After seven years since incorporation into the Russian Federation, not only has the humanitarian situation in Crimea shown no sign of recovery, but the outbreak of Covid-19 has also opened the doors to new scenarios of human rights violations

Chiara Pontin Chiara Pontin

Since the dawn of its incorporation into the territory of the Russian Federation, Crimea has been the scene of numerous and severe human rights violations, and the members of the Crimean Tatar community have undoubtedly been the most affected. Over the past two years, the situation has deteriorated even more, and this is largely attributable to the outbreak of Covid-19. Unfortunately, the pandemic has opened the doors to new scenarios of human rights violations on the Crimean territory.

Many Ukrainian NGOs have denounced the occurrence of unprecedented events during the past year. In April 2020, for example, the Kharkiv Human Rights Protection Group reported several cases in which Crimean Tatars, especially activists, journalists and members of the national movement were forbidden to wear masks to protect themselves from contagion under the pretext of countering extremism. It is surreal that, at the same time, no Ukrainian citizen was allowed in public spaces without proper face protection.

The health crisis also affected prisoners and the conditions in local jails. The Crimean Human Rights Group declared that, among the most vulnerable groups were inmates and individuals in custody, who were prevented from undergoing virus testing and receiving necessary medical care, even in the presence of the unmistakable symptoms. Overcrowded prisons and unsanitary environments have made detention deadly during the pandemic.

Finally, news outlets reported that under the rulings issued by Russian courts, several large-scale evictions and displacements  occurred on an alarming scale. Both are prohibited under international humanitarian law. But according to some estimates, in October 2020, approximately six hundred Ukrainian citizens faced forced eviction from Crimea.

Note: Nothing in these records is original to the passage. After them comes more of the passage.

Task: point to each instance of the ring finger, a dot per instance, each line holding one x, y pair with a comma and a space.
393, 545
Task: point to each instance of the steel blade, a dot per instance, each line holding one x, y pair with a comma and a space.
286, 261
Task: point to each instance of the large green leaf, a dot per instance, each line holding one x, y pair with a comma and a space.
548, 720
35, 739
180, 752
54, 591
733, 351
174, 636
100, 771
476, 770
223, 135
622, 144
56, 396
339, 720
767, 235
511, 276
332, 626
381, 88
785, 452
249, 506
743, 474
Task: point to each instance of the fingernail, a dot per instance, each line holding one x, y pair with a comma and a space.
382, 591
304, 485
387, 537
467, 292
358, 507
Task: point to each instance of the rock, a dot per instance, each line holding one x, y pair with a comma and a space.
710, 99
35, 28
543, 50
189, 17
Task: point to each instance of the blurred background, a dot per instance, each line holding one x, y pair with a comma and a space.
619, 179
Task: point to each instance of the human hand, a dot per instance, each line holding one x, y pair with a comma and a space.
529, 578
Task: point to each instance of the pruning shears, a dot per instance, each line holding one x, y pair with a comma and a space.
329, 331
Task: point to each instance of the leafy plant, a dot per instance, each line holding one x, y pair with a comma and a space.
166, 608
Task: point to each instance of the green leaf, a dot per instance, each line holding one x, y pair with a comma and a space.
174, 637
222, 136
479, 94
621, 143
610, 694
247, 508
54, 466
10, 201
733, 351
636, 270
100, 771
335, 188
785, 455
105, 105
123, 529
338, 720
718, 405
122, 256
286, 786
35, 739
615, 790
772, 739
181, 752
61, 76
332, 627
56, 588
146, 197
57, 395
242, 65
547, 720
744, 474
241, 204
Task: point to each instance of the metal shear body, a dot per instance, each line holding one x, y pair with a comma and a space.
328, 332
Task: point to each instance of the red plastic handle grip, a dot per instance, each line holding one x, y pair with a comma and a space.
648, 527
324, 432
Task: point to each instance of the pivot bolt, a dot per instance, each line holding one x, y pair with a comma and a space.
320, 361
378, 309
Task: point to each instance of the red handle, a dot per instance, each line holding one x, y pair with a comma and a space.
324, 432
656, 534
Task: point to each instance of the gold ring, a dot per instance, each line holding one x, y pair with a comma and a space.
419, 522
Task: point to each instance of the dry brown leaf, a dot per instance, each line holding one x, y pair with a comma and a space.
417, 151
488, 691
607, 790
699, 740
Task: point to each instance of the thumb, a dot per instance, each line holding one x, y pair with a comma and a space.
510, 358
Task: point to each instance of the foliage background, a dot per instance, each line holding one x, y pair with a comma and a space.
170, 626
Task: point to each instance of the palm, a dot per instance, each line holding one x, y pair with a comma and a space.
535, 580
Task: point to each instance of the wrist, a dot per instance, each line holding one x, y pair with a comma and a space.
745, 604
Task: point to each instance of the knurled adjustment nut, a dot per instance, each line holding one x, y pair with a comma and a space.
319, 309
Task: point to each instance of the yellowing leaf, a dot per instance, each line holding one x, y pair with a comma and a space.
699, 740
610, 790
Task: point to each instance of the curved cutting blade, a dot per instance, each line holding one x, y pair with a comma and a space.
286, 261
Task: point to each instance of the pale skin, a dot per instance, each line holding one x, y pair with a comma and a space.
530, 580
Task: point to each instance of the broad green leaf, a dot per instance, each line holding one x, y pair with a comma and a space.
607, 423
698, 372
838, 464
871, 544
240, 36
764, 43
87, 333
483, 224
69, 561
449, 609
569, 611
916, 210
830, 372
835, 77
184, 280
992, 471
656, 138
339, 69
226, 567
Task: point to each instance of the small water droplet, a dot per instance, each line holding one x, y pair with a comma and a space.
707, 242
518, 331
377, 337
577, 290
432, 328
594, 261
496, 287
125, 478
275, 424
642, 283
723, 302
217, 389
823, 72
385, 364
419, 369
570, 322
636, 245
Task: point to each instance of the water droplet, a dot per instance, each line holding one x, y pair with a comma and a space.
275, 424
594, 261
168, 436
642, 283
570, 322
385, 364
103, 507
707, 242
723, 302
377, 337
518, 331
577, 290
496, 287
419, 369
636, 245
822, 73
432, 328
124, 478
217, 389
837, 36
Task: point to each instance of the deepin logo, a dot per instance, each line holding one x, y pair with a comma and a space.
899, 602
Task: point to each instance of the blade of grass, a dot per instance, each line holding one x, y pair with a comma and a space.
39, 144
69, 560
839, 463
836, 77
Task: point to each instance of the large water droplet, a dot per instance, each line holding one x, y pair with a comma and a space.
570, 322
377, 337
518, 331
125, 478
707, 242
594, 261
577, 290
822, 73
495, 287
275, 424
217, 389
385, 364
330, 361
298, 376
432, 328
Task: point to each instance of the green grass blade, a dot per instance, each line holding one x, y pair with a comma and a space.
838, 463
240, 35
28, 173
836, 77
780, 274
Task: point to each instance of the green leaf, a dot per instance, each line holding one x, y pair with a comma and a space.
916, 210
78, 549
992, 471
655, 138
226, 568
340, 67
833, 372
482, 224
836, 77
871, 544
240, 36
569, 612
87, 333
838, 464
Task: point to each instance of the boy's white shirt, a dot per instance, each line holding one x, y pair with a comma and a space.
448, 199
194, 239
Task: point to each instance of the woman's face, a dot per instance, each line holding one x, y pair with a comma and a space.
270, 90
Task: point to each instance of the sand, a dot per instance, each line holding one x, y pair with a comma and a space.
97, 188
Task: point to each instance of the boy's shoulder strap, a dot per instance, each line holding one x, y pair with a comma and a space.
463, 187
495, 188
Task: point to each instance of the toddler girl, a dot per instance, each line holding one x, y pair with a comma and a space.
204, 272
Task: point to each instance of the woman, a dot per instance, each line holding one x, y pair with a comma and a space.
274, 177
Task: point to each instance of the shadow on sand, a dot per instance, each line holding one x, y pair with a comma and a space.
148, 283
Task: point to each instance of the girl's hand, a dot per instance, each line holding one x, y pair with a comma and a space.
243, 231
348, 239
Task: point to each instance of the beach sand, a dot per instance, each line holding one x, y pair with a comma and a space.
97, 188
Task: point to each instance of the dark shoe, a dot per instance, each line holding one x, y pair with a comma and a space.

The humanitarian situation

In autumn 2020, the representative body of the Crimean Tatars – the Mejlis – invited both the Organization for Security and Co-operation in Europe’s Special Monitoring Mission to the Ukraine and the United Nations’ Human Rights Monitoring Mission to the Ukraine for a visit to the territory in order to evaluate the humanitarian situation. The Mejlis denounced, among others, high numbers of infections, an insufficiency of hospital beds, and a shortage of medicines, and accused the Russian Federation of not taking “measures to protect the health and lives of the population of the occupied territory”.[5]

These new cases of human rights violations were finally exposed on December 16 2020 when the UN General Assembly issued a resolution condemning Russia for impeding the Crimean residents to exercise their human rights, due to unnecessary and disproportionate restrictive measures imposed under the pretext to combat the Covid-19 pandemic.

The latest developments on the issue date back to June 24 when the Parliamentary Assembly of the Council of Europe (PACE) adopted a resolution condemning the violence that has been and continues to be perpetrated against the Crimean Tatars. At the time, PACE cautioned Russia to not implement its own law on the territory, especially with regard to terrorism and extremism.